House Enrolled Act No. 1187 made several subtle but significant changes to the Indiana Nonprofit Corporation Act of 1991 which became effective on July 1, 2008. Here are a few points to note:

  • The new law amended IC 23-17-10-5, expanding the means by which a corporation may provide notice of a meeting of members to include:
    • in-person communication;
    • mail (or other delivery); and
    • electronic means capable of verification.
  • IC 23-17-13-1 was amended to limit the accounting advice upon which directors may rely for statutory purposes only to information provided by “certified public accountants” (the prior language simply stated “public accountants”).
  • The General Assembly amended language in IC 23-17-13-1(d) to clarify that a director is not liable for an act or the failure to act unless both of the following are met:
    • The director breached/failed to perform duties AND
    • The breach/failure to perform constitutes willful misconduct or recklessness.

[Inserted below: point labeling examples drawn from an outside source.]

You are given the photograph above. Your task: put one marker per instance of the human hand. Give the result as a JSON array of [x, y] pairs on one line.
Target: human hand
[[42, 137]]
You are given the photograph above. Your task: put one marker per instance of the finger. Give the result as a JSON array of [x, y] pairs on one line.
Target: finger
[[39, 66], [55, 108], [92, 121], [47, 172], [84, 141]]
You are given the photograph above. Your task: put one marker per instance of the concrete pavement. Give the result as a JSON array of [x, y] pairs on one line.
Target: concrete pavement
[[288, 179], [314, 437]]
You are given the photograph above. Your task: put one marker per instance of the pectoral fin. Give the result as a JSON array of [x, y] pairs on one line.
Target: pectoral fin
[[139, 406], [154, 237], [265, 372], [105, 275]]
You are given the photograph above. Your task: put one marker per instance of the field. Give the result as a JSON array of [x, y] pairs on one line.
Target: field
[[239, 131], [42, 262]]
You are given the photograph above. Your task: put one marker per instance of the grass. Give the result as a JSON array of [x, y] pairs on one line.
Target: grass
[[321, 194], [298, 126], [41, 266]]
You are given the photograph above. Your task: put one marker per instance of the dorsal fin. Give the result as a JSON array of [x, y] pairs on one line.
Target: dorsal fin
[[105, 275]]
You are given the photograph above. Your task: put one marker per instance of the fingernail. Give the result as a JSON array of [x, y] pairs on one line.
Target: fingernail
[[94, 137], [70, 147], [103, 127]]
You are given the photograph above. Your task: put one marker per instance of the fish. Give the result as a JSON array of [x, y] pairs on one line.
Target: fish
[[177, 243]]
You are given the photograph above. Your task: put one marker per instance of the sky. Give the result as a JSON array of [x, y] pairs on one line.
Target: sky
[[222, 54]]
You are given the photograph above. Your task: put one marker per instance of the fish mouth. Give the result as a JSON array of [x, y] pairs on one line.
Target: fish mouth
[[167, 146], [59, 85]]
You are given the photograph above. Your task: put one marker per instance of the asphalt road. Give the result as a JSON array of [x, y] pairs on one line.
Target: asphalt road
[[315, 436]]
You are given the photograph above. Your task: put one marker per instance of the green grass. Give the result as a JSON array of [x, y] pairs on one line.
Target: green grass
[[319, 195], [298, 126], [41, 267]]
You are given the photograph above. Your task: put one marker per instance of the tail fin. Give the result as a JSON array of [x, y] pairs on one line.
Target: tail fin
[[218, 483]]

  • New IC 23-17-13-2.5 replaces repealed IC 23-17-13-2, expanding the interested party contract protections to members, members of a designated body and officers. The repealed section limited such protections to directors. A contract between a corporation and a member, director, member of a designated body or officer, or between a corporation and another entity (including partnerships) in which a member, director, member of a designated body or officer serves as a member, director, member of a designated body, officer or in a similar position, or has a financial interest, is not void or voidable simply because of the relationship or interest.
  • The new section provides that such a contract will not be void or voidable if one or more of the following apply:
    • The relationship has been disclosed to, or is known by, the board of directors, and the board in good faith approves the contract.
    • The relationship has been disclosed to, or is known by, the members who in good faith approve the contract.
    • The contract is fair to the corporation (when it is approved).
  • The new statute also amends IC 23-17-15-6 to provide that:
    • the board of directors may create committees that consist of at least one member of the board (the prior language said that such committees must consist of at least two members of the board);
    • a committee of the board does not have authority to recommend any action for required membership approval (previously, this provision listed specific actions, such as dissolution and merger);
    • the board of directors may appoint one or more directors to serve as alternate members of a committee in the event of a member’s absence or disqualification;
    • upon a unanimous vote, committee members may appoint a director to act in the place of an absent or disqualified committee member (where the board has not appointed an alternate already); and
    • corporations may form advisory committees whose members need not be directors.
  • New IC 23-17-27-1(f) now requires that each ballot of member action be retained until the earlier of (a) the date of the next annual meeting of members and (b) one year after the ballot is received.